Als de bewoners ook in de afgelopen eeuw langs diezelfde lat van omloop worden gelegd, is de conclusie nu nog steeds dat iedere bewoner zijn bezit zo lang als mogelijk koesterde, want het huis is de twintigste eeuw slechts drie keer van eigenaar gewisseld.

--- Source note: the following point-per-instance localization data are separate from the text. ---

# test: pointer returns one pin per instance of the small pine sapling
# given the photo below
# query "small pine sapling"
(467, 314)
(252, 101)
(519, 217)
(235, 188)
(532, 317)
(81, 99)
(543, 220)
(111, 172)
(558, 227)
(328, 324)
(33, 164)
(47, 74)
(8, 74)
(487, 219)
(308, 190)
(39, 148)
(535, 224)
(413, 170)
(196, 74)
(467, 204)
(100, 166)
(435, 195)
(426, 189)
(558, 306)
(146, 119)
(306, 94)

Na Boele van Hensbroek trok de familie Balkema er in met een boekhandel. Zij verhuisden kort na de Tweede Wereldoorlog naar Zuid-Afrika omdat zij ‘de Russen’ vreesden. Daarna kocht Gerke Postma het huis. Hij nam ook de boekhandel over en bouwde die uit tot een antiquariaat en kleine uitgeverij met landelijke faam. Het gezin Postma woonde boven het antiquariaat.
Scholier
Begin 2004, na de dood van Postma, betrok het echtpaar Weijer het pand. Al bij de eerste bezichtiging voelden ze een directe aandrang er hun koffers neer te zetten. Weijer vertelde in het interview in 2010 dat hij het pand al kende uit de tijd dat hij scholier was. Zijn jonge tante, die nog bij haar ouders in het Gooi woonde, werkte in die tijd bij de kliniek Geslachtsziekten van het Binnengasthuis. De jonge Guy reisde samen met haar van hun woonplaats Bussum naar Amsterdam. Zijn tante stapte dan uit bij de tramhalte Rokin en hij vervolgde zijn reis naar school in Amsterdam Zuid. Na schooltijd wachtte hij altijd in de buurt van het huis totdat de werktijd van zijn tante erop zat. Hij zat dan uren op de trap. Diezelfde stenen trap waar hij anno 2010 friet etende toeristen vriendelijk zou vragen om er geen vetvlekken op te maken.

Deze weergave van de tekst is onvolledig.